Wikipedia describes an orphan work this way: “An orphan work is a copyrighted work where it is difficult or impossible to contact the copyright holder. This situation can arise for many reasons. The author could have never been publicly known because the work was published anonymously or the work may have never been traditionally published at all. The identity of the author could have been once known but the information lost over time. Even if the author is known, it may not be possible to determine who inherited the copyright and presently owns it. Nearly any work where a reasonable effort to locate the current copyright owner fails can be considered orphaned. However the designation is often used loosely and in some jurisdictions there is no legal definition at all.”
U.S. Representative Lamar Smith introduced a bill in May 2006 trying to tackle the issue by limiting what can be done when the copyright owner cannot be located. It was withdrawn from consideration that September. A similar bill surfaced in March of this year and was formally introduced to congress on April 24. The senate version includes the creation of a database of orphaned pictorial, graphic and sculptural works.
While the legislation was supported by libraries, archives, academic institutions, and filmmakers, it outraged creative people. The Artists Rights Society, the Illustrator’s Partnership of America the Advertising Photographers of America submitted 12 suggested amendments to make the bill more acceptable. The suggestions were not used.
One of the most vocal proponents against the bill, Mark Simon, said, "It’s rather easy to understand how someone could read that phrase and think that a reasonably diligent search for a copyright holder could be a good thing for artists. One problem, the proposed law does not encourage a reasonably diligent search.
"In fact the legislation does the opposite. It makes it easy for someone to do a quick search on a registry and then call a work of art an orphan if is doesn’t show in the registry results. No other searching would need to be done to orphan a work. That’s not a diligent search. it’s lazy!
"The problem is that very few of the billions of copyrighted images will ever be registered on any of these registries, much less all of them. No artist I know has the time to pull out every work of art, sketch and photo they have ever produced and register them with every upcoming electronic database.
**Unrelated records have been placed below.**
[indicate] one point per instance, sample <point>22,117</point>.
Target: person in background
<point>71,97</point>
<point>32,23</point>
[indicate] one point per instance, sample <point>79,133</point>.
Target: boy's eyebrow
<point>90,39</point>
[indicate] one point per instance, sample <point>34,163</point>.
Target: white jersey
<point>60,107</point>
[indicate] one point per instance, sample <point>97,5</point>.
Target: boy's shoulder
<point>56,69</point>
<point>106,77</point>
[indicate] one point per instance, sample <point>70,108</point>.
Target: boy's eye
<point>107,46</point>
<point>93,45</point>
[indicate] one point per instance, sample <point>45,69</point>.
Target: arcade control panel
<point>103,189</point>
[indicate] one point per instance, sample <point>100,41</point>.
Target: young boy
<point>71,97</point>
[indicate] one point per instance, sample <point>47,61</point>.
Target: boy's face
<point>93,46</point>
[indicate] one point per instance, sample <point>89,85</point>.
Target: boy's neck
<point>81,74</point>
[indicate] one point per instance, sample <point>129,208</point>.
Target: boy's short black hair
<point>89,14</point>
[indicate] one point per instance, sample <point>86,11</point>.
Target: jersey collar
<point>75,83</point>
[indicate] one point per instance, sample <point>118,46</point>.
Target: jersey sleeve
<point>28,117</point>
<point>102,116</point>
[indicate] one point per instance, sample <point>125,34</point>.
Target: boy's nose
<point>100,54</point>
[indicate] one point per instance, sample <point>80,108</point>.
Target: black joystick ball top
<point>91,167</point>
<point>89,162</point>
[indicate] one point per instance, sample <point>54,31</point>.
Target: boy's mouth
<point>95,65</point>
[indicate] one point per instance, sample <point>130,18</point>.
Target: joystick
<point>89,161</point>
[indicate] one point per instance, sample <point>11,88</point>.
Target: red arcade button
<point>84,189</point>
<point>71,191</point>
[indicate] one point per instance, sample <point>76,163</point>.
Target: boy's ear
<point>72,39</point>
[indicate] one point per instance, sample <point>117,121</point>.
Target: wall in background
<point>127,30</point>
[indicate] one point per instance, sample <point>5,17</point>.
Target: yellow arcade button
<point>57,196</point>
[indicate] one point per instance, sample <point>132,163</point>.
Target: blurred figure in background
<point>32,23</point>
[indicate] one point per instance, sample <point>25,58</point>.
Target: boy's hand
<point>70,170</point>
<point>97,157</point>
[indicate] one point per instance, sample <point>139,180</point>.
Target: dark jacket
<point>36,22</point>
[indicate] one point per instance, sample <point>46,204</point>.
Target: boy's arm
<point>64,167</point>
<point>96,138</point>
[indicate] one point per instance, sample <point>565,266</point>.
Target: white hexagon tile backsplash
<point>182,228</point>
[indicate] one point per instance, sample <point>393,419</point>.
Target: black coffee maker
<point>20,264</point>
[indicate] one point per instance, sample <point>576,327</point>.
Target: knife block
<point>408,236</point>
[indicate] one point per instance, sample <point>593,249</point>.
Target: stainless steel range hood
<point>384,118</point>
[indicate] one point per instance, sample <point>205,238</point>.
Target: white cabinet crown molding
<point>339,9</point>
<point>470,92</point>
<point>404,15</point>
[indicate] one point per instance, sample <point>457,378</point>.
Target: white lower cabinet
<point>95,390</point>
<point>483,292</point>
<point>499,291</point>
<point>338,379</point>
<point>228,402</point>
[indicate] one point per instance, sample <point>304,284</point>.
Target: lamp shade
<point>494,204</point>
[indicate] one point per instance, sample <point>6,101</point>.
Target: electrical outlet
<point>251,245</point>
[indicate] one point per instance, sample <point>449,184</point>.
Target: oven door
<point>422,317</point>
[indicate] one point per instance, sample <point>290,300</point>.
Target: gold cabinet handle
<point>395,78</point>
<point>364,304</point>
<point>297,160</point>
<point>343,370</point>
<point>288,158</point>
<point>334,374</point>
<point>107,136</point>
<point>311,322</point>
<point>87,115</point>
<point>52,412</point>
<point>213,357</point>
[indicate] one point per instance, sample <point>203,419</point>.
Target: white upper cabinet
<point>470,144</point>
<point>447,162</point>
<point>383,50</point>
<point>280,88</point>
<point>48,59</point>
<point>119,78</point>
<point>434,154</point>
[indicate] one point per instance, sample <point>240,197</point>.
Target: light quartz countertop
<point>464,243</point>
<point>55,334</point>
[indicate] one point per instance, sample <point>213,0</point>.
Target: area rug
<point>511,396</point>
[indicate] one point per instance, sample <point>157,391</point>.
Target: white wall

Add to that any studio/artist expenses involved, assistants and assumed registration fees, and it’s even less likely much work will make its way into the registries."
Creators from all fields have protested the bill and enumerate among their objections:
• The "Dark Archive" – where infringers can register their paperwork in secret – will not protect our copyrights.
• An "Open Archive" – with orphaned work exposed to the public – would be a come-and-get-it bank for plagiarists and infringers.
• No rational business owner should have to give access to their inventory, metadata, client contact information, etc. to outside business interests.
• Artists cannot monitor tens or hundreds of thousands of images every day to see if somebody somewhere has infringed their work.
• There are more than a trillion images subject to orphaning each day.
• If someone can’t find me, that doesn’t mean I’ve orphaned my work.
• An unsuccessful search for a property owner should not be a license to steal.
• Artists should not have to digitize their life’s work at their own expense to comply with a law they don’t want or need.
• The high cost compliance would make compliance prohibitive.
• The loss of exclusive rights would undermine contractual agreements with clients.
• We cannot sell exclusive rights to clients if others can publish our work without our knowledge or consent.
• The loss of exclusive rights would devalue our entire inventories of work.
• Small business owners should not be forced to subsidize the business models of Big Internet firms.